Graphene for sensor applications has received considerable attention due to the material's unique physicochemical properties, such as large surface to volume ratio, high mechanical strength, biocompatibility, excellent thermal and electrical conductivity, low cost, safety and ease of production. Graphene also exhibits a broad electrochemical potential and low charge-transfer resistance, making it almost ideal for multifunctional fast sensors. Another important feature required in optical biosensors is the ability to be functionalized. Both graphene and graphene oxide (GO) are versatile materials for functionalization.
This multitude of favorable properties has led to a wide array of investigations into graphene use for biosensing. Particularly interesting configurations are graphene field-effect transistors (GFETs) and graphene enhanced surface plasmon resonance (SPR). These types of graphene sensors have been used for DNA, protein, glucose, and bacteria detection.

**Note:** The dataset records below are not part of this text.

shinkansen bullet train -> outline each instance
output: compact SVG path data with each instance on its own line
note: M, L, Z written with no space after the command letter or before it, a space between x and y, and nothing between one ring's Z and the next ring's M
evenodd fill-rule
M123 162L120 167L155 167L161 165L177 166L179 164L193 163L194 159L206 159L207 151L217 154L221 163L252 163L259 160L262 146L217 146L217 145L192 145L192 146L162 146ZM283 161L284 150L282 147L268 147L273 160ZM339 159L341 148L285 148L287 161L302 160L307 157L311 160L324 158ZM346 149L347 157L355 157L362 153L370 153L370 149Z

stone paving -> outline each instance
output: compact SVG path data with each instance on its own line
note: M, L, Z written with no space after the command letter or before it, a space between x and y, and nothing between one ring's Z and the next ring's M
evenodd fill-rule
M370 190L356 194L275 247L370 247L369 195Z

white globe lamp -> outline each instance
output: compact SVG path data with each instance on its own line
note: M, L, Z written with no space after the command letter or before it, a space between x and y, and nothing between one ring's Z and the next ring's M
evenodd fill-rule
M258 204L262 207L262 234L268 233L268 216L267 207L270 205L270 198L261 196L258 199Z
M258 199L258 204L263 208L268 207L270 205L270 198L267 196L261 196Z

Graphene field effect transistors (GFET)
GFET is a modification of the classic silicon field-effect transistor, ubiquitous in modern electronics. In traditional transistors, silicon acts as a thin conducting channel, the conductivity of which can be tuned with applied voltage. GFETs perform in a similar manner, except that the silicon is replaced with graphene, which yields a much thinner and hence more sensitive channel region. Due to the broad electrochemical potential and ability to be functionalized, GFETs present an attractive device for biomolecules to attach to, and because of graphene's ultimate thinness and extreme surface-to-volume ratio, even the smallest concentration of attached molecules changes the channel conductivity. GFET biosensors are available for sensing enzymes, hydrogen peroxides, dopamine, and reduced b-nicotinamide adenine dinucleotide (NADH) molecules.

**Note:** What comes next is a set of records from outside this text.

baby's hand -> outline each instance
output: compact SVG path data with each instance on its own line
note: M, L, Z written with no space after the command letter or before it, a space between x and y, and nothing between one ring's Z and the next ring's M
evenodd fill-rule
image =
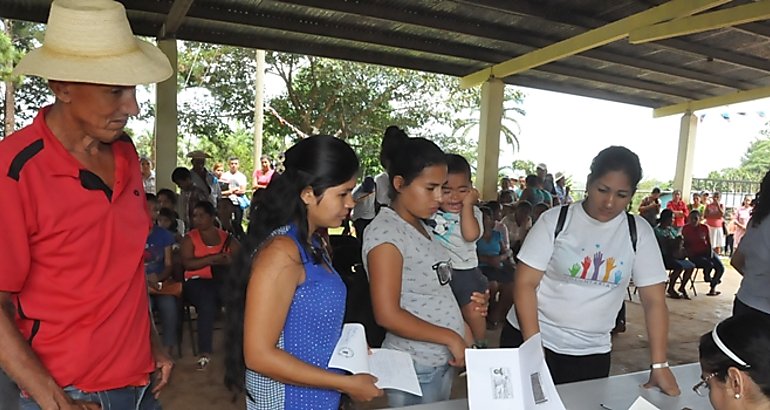
M476 188L471 188L470 191L468 191L468 194L465 195L465 198L463 199L463 206L473 206L476 205L479 202L479 190Z

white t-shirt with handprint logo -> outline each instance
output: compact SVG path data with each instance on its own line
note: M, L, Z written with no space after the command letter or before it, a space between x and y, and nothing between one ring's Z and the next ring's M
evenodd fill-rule
M634 252L625 213L600 222L586 214L581 201L570 206L554 241L558 218L558 207L545 212L518 254L521 262L545 272L537 290L543 345L568 355L607 353L631 279L638 287L666 280L655 234L644 219L634 216ZM507 319L519 328L514 308Z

Surface plasmon polariton detectors
In a different configuration, graphene or GO is used in conjunction with surface plasmon polaritons (SPPs) on metal films to enhance biosensor performance. SPP-based sensors utilize the confinement of optical waves on the surface of metals to make small-volume chemical and biological sensors. The sensing volume is given by the tightly confined surface wave, boosting sensitivity of optical detection. Standard metals used in this type of sensor are gold and silver, due to their favorable SPP propagation properties. However, silver corrodes quickly, and gold has poor adsorption properties. Placing a layer of graphene on top of the gold results in superior adsorption, and GO is in particular good at binding proteins, due to its high covalent binding affinity. GO multiplies the sensitivity of SPP sensors in this label-free detection system. In conjunction with microfluidics technology, researchers have shown that they can detect a single cancer cell. In a most recent result, scientists announced that GO-based chips could be used for detection of HIV. The selectivity of the GO SPP sensor was enhanced by adding streptavidin to the GO coating. Adding selectivity to GO SPP sensors has been a rising trend in research, with several recent reports on the topic. Selectivity can also be improved by utilizing several graphene measurement modes at once, such as mechanical, electrical, and optical.
Figure: SPP sensor enhanced with graphene (Reproduced from Optics Express 18, 14395 (2010) with permission from the Optical Society of America).
Aside from GFETs and SPPs, several other types of graphene-enhanced sensors are on the rise, such as for example micromechanical (MEMS) and pressure sensors.